Thursday, July 19, 2012

Retina Graphics in Mac OS X

Note: This blog is deprecated. @synthesize zach has moved to a new home, at zpasternack.org. This blog entry can be found on the new blog here. Please update your links.

I recently added Retina graphics to the Mac version of PuzzleTiles. I had Retina-ized TaskLog prior, and found that to be pretty trivial, as it's not a very graphics-heavy app. PuzzleTiles has many hundreds of images, so it was a bit more of a challenge.

The whole process is pretty straightforward, especially if you've done Retina graphics for an iOS app. The TL;DR is:

  • Make double-size images and suffix them with @2x
  • Use NSImage imageNamed: to load them
  • Use Quartz Debug to test your new graphics (if you don't have a Retina MacBook Pro)
The code

The main thing is to use

NSImage imageNamed:
It does all the @2x image-loading magic. One thing not immediately obvious to me is that you don't specify the extension when doing so.

NSImage* myImage = [NSImage imageNamed:@"foo.png"];
// NO, this makes the magic not work.

NSImage* myImage = [NSImage imageNamed:@"foo"];
// YES, magic is a-comin'.
The art


Producing 2x artwork was, by far, the biggest task. Luckily we'd had the foresight to make all our source art with vector graphics (text, shapes, and effects layers) which are basically arbitrarily resizable.

The first step was batch upsizing everything to 2x. I ended up making a separate set of source art for our @2x images, so that we could tweak them by hand. Some of the artwork we upsized with no other changes, but for some of them we wanted to tweak some things: line or shadow thickness, for example. Some others (the Wood tile set, for example) had bitmaps which we had to completely redo.

My advice is this: if your source art isn't vector-based, it might be time to bite the bullet and do that.

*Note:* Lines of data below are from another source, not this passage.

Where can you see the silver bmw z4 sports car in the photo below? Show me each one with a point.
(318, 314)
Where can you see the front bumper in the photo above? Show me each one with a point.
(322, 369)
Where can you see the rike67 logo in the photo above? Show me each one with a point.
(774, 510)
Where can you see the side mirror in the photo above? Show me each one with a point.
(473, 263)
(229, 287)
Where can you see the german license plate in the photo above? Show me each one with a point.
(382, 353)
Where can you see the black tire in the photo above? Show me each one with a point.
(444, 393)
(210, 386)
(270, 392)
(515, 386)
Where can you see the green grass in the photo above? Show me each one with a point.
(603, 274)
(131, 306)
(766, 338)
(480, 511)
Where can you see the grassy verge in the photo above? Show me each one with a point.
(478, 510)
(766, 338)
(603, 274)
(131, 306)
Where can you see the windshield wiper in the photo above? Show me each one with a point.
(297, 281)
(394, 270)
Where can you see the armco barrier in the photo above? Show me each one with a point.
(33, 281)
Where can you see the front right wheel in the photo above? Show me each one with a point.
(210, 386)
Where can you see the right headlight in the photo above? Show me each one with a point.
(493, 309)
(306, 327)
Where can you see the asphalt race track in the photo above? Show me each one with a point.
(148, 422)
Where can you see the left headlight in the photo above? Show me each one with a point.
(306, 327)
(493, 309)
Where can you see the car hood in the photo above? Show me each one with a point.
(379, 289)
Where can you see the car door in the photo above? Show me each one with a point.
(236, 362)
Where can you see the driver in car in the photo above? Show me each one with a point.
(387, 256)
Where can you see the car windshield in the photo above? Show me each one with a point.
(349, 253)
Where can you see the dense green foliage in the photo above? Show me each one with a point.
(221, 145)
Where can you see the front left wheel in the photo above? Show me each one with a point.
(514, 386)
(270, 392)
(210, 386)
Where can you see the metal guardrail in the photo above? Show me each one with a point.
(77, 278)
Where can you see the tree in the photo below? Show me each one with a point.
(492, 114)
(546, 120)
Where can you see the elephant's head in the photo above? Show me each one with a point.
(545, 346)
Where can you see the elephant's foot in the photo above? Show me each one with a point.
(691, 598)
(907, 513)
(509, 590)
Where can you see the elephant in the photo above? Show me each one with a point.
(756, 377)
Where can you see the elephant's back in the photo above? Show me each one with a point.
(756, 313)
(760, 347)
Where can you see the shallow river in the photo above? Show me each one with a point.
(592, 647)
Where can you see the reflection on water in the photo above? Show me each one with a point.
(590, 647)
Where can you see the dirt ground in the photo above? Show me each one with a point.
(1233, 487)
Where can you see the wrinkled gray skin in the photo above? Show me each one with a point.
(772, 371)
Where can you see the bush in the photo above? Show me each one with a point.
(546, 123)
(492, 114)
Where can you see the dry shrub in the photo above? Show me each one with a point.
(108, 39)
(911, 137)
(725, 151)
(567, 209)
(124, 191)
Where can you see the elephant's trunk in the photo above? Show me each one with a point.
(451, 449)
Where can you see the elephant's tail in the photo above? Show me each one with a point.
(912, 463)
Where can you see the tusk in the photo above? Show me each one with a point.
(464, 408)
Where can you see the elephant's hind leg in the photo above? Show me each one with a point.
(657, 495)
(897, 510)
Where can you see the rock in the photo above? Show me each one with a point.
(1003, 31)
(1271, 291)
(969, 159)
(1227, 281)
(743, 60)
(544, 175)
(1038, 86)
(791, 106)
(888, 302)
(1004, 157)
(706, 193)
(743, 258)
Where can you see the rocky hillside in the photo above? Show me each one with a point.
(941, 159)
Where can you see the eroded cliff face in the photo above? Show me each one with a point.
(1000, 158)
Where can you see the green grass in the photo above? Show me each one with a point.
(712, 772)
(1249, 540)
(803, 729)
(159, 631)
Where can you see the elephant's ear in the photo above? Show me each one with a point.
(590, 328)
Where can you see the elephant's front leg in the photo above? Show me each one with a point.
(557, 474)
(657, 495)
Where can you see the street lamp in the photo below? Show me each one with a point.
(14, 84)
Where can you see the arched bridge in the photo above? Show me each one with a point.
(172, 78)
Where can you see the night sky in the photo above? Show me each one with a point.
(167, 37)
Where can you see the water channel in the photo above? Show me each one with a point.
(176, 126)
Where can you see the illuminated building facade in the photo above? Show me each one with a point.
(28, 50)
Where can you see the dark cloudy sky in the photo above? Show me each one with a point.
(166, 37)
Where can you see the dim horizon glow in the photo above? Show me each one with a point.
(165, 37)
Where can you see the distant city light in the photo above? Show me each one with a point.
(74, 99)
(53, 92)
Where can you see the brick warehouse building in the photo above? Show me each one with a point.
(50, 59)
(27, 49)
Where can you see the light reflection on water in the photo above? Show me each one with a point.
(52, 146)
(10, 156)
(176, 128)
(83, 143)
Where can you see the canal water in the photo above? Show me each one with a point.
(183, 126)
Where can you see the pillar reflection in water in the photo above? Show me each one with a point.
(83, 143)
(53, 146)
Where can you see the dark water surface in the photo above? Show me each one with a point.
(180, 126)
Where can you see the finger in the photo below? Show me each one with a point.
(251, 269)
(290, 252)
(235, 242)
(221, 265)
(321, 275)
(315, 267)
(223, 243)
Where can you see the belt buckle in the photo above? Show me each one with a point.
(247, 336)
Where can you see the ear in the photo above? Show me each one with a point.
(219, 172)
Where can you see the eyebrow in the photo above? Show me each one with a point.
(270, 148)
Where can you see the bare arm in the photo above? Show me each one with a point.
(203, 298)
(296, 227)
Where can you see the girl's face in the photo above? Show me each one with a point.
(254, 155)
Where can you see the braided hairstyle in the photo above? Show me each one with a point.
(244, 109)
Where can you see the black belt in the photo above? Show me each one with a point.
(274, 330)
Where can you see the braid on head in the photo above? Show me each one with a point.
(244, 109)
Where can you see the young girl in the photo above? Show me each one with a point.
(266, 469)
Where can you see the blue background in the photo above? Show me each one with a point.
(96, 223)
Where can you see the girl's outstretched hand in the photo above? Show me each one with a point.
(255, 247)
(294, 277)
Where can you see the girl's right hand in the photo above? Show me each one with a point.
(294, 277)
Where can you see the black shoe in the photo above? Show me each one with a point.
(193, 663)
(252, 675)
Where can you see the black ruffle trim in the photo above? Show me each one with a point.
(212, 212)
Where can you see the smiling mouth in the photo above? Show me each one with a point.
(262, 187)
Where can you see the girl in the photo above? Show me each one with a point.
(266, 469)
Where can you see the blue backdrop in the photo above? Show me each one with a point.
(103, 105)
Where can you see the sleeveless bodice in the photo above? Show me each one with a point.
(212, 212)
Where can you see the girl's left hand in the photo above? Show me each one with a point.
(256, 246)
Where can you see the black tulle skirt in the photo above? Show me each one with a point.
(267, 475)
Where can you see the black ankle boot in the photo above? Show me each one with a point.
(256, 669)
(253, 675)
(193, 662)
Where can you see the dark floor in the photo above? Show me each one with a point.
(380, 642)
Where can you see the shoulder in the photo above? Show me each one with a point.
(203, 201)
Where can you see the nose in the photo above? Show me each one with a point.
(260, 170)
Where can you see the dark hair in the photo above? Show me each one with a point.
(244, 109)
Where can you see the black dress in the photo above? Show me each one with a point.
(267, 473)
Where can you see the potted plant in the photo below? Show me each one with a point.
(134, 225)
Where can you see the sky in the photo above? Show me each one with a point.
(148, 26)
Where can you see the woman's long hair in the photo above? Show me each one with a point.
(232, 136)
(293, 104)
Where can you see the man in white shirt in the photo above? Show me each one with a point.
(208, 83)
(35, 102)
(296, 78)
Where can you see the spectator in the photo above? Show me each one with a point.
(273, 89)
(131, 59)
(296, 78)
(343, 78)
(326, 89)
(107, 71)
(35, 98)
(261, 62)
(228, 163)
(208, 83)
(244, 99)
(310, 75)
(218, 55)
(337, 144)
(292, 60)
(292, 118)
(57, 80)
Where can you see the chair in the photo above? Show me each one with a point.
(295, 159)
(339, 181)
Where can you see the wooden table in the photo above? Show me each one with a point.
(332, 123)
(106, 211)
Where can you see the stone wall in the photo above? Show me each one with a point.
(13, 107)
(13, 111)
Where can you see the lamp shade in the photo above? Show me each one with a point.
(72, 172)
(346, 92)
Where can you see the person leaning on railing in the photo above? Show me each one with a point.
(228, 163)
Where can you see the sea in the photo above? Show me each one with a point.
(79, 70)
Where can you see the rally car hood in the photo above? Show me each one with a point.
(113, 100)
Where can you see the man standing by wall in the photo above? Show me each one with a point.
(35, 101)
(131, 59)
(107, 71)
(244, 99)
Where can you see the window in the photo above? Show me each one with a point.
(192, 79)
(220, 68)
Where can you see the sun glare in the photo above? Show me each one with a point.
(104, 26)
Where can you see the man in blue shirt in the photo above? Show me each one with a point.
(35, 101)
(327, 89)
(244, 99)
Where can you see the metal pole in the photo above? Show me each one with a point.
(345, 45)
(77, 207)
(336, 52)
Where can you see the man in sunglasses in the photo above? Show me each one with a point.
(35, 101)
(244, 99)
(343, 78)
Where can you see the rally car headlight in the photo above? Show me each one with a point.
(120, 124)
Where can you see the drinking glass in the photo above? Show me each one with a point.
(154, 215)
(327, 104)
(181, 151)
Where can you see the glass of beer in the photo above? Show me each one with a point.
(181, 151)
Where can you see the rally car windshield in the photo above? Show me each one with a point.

If you're like me and don't have a graphic artist on staff to do all this stuff for you, I have a few pieces of advice to ease the Retina-izing process:

  • Get familiar with PhotoShop's automation tools (File->Automate->Batch and File->Scripts->Image Processor). This saved me tons of time when converting, resizing, and exporting hundreds of images at once.
  • Get a tool for batch file renaming. At one point I decided to change my file naming convention (to make things more amenable to using imageNamed:), and hand renaming nearly a thousand files would have been a time-consuming, error-prone task. I ended up using Core-Renamer for this, and it worked perfectly.
Testing

If you don't have a Retina MacBook Pro, you can use any old Mac to test out your Retina graphics. Download and install Graphics Tools for Xcode (from within Xcode, choose Xcode->Open Developer Tool->More Developer Tools). Run Quartz Debug, choose Window->UI Resolution, and check "Enable HiDPI display modes". Now, when you go to Displays in System Preferences, you'll see a bunch of HiDPI modes. Pick one, run your app, and see how it looks.

References

The WWDC 2012 session "Introduction to High Resolution on OS X" is fantastic; I highly recommend checking that out.